Usefulness of a selective neutrophil elastase inhibitor, sivelestat, in acute lung injury patients with sepsis

Abstract

Background: Neutrophil elastase plays a crucial role in the development of acute lung injury (ALI) in patients with systemic inflammatory response syndrome (SIRS). The clinical efficacy of the neutrophil elastase inhibitor, sivelestat, for patients with ALI associated with SIRS has not been convincingly demonstrated. The aim of this study was to determine if there are clinical features of patients with this condition that affect the efficacy of sivelestat.

Methods: This was a retrospective study of 110 ALI patients with SIRS. Clinical information, including the etiology of ALI, the number of organs failing, scoring systems for assessing the severity of illness, and laboratory data, was collected at the time of diagnosis. Information on the number of ventilator-free days (VFDs) and changes in PaO(2)/F(I)O(2) (ΔP/F) before and 7 days after the time of ALI diagnosis was also collected. The effect of sivelestat on ALI patients was also examined based on whether they had sepsis and whether their initial serum procalcitonin level was ≥0.5 ng/mL.
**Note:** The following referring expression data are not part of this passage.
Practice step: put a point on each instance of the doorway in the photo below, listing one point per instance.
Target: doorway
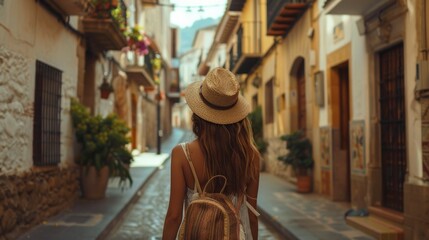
(392, 127)
(340, 90)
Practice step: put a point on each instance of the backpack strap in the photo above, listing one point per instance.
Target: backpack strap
(188, 157)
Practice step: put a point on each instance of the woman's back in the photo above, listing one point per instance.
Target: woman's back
(224, 146)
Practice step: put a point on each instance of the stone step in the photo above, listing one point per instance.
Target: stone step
(393, 217)
(376, 227)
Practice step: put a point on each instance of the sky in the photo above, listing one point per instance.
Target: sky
(182, 18)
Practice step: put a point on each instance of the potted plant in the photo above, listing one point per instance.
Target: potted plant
(300, 157)
(255, 118)
(103, 151)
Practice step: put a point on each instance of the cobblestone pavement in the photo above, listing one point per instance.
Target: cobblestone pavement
(145, 219)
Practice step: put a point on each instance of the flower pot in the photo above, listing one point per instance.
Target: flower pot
(303, 184)
(94, 184)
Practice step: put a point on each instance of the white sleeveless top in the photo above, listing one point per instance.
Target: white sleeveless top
(191, 194)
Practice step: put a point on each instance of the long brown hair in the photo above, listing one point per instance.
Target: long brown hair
(229, 150)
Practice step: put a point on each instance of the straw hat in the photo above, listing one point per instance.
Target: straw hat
(217, 98)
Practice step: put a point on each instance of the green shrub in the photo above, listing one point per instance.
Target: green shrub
(103, 141)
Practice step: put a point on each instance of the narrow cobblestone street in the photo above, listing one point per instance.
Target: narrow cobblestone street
(144, 220)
Results: There were 70 patients who were treated with sivelestat and 40 control patients. VFDs and ΔP/F were significantly higher in the treated patients than in the control patients. However, there was no significant difference in the patient survival rate between the two groups. Sivelestat was more effective in ALI patients with a PaO(2)/F(I)O(2) ratio ≥ 140 mmHg or sepsis. Sivelestat significantly prolonged survival and led to higher VFDs and increased ΔP/F in septic patients and patients with initial serum procalcitonin levels ≥ 0.5 ng/mL.

Conclusion: The results may facilitate a future randomized controlled trial to determine whether sivelestat is beneficial for ALI patients with sepsis.
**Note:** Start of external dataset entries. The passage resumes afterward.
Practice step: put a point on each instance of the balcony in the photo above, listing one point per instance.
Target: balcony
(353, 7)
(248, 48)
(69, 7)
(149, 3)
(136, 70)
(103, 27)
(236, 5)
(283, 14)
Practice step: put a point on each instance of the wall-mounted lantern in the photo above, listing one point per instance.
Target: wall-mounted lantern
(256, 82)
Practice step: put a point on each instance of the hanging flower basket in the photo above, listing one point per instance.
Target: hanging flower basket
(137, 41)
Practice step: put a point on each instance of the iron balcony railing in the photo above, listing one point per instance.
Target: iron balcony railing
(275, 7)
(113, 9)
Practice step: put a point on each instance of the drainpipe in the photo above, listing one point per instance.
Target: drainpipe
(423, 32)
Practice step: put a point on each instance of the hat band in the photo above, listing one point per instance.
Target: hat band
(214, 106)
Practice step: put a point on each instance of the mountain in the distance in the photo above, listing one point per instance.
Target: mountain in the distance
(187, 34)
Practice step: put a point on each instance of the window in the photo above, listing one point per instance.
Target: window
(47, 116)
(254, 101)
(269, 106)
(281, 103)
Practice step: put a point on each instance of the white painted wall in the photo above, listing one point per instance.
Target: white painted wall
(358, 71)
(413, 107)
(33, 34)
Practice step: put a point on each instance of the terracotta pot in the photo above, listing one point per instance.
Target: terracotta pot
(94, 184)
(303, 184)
Keywords: neutrophil elastase; procalcitonin; systemic inflammatory response syndrome; ventilator-free days.

Figure 1

Clinical efficacy of sivelestat for acute lung injury patients with systemic inflammatory response syndrome. (A) Kaplan–Meier curves for acute lung injury patients with systemic inflammatory response syndrome who did or did not receive sivelestat. Statistical analysis was performed using the log-rank test. Solid line, sivelestat patients; dashed line, control patients. (B and C) Clinical efficacy of sivelestat based on ventilator-free days (VFDs) and changes in PaO₂/F_IO₂ (ΔP/F) before and 7 days after diagnosis of acute lung injury. Note: Statistical analysis was performed using the Mann–Whitney U test.

Figure 2

Hazard ratios and 95% confidence intervals for survival based on the Cox proportional hazards model for assessing acute lung injury patients with systemic inflammatory response syndrome.

Figure 3

Clinical efficacy of sivelestat based on ventilator-free days (VFDs) and changes in PaO₂/F_IO₂ (ΔP/F) before and 7 days after sivelestat administration for acute lung injury patients with systemic inflammatory response syndrome who were non-septic, septic, negative for procalcitonin (PCT), and positive for PCT. (A and C) VFD for patients who were non-septic, septic, negative for PCT, and positive for PCT. (B and D) ΔP/F for patients who were non-septic, septic, negative for PCT, and positive for PCT. Notes: PCT levels higher than 0.5 ng/mL were considered PCT positive. Statistical analysis was performed using the Mann–Whitney U test. Abbreviations: Ctl, control patients; Si, sivelestat patients.

Figure 4

Kaplan–Meier curves for acute lung injury patients with systemic inflammatory response syndrome who were septic (A), non-septic (B), positive for procalcitonin (PCT) (C), and negative for PCT (D). Notes: PCT levels higher than 0.5 ng/mL were considered PCT positive. Statistical analysis was performed using the log-rank test. Solid line, sivelestat patients; dashed line, control patients.